Fri 19 Nov 2010 17:05

Kochi terminal: Shortlisted companies under review


Companies to submit business proposals to build Kochi bunker terminal.



India’s Cochin Port Trust has invited five shortlisted companies to submit business models to build a bunker terminal.

The facility will be a multi-user liquid terminal built on 26 hectares of land at the special economic zone at Puthuvypu, off Kochi.

The project will be awarded on a design, build, finance, operate and transfer (DBFOT) basis for a concession period of 30 years.

Approximately 1,000 ships are said to pass through Indian waters every day to and from Southeast Asia and Far East Asia from the Suez Canal.

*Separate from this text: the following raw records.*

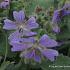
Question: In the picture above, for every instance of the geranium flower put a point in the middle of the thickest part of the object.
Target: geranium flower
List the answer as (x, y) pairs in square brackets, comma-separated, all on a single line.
[(33, 49), (21, 25), (4, 3)]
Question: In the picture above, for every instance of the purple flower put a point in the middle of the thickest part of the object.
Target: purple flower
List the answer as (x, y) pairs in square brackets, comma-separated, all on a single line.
[(55, 27), (34, 49), (58, 14), (20, 24), (4, 3)]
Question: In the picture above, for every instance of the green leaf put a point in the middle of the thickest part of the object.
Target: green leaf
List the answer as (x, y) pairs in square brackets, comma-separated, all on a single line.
[(62, 61)]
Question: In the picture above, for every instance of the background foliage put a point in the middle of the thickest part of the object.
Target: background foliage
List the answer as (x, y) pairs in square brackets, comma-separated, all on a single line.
[(38, 8)]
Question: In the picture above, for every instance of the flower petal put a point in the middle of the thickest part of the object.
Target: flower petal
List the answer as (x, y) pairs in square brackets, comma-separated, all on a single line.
[(32, 23), (4, 4), (55, 28), (9, 25), (27, 54), (29, 33), (46, 41), (19, 46), (50, 54), (17, 37), (56, 17), (19, 16)]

India’s three largest oil refiners – Indian Oil Corporation Ltd, Hindustan Petroleum Corporation Ltd and Bharat Petroleum Corporation Ltd – are all located at Kochi port as bunker suppliers.

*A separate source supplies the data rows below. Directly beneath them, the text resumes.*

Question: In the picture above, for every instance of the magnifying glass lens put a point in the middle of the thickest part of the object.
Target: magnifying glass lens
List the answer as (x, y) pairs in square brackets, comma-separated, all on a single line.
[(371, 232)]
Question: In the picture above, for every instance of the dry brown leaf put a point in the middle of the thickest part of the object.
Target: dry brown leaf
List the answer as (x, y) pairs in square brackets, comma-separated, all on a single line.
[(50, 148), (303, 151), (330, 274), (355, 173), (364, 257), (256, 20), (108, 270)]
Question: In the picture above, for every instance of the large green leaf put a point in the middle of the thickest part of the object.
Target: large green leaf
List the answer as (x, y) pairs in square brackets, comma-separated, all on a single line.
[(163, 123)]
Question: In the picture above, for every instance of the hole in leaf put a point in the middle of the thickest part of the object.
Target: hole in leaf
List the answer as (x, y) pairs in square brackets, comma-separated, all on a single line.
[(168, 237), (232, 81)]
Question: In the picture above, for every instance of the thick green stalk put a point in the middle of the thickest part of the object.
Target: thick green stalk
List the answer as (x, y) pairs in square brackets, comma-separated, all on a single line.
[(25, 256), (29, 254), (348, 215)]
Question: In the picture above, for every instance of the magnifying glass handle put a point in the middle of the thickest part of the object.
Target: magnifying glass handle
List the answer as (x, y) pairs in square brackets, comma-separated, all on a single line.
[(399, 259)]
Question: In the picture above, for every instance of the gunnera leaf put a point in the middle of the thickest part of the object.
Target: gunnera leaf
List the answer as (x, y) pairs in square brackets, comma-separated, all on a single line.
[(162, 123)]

In July of this year, Matrix Bharat - a joint venture between Matrix Marine Fuels and India's state-run oil company Bharat Petroleum Corp. Ltd. - began offering 380-centistoke (cst) fuel oil from Cochin Oil Terminal and Wellington Island.

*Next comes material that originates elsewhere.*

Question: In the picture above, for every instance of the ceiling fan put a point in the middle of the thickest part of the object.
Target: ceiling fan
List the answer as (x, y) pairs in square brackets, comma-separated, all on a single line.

According to market sources, six companies had originally expressed interest in the terminal project. The five shortlisted companies are Bharat Petroleum Corporation Ltd, Indian Oil Tanking Infrastructure, Adani Group, Punj Lloyd Ltd. and Gammon India Ltd..

Cochin Port Trust had been in talks with Indian Oil Corporation to fund the project, but negotiations are understood to have broken down after more than a year of discussions.

“The port did consider the IOC business model of funding the project. But the fund would be treated as debt and considering repayment of the fund with interest, the port fears that it will land the port in a debt trap. Since it has been more than a year after IOC was asked to review its model and no favourable decision has been received, the plan has been dropped," port chairman P Ramchandran is reported to have said.

The new bunker terminal would initially have an annual capacity of 2 million tonnes, which would later be doubled.

The number of vessels calling at Kochi is expected to rise with the commissioning of the international container transshipment terminal in a few months. Recent data shows that vessel calls rose to 1,278, up from 1,082 the previous year. Cargo traffic for the year ended May 2010 increased by 27.5 percent to 2.805 million tonnes.

Commenting on the strategic location of the terminal, Ramchandran said: “As it will be strategically located close to international maritime routes, the terminal will be an ideal location even for vessels passing by which can be fuelled using barges from the terminal. With the Kerala government reducing the tax from 12% to 0.5%, a special rate for bunkering from the terminal, it would prove advantageous to the port.”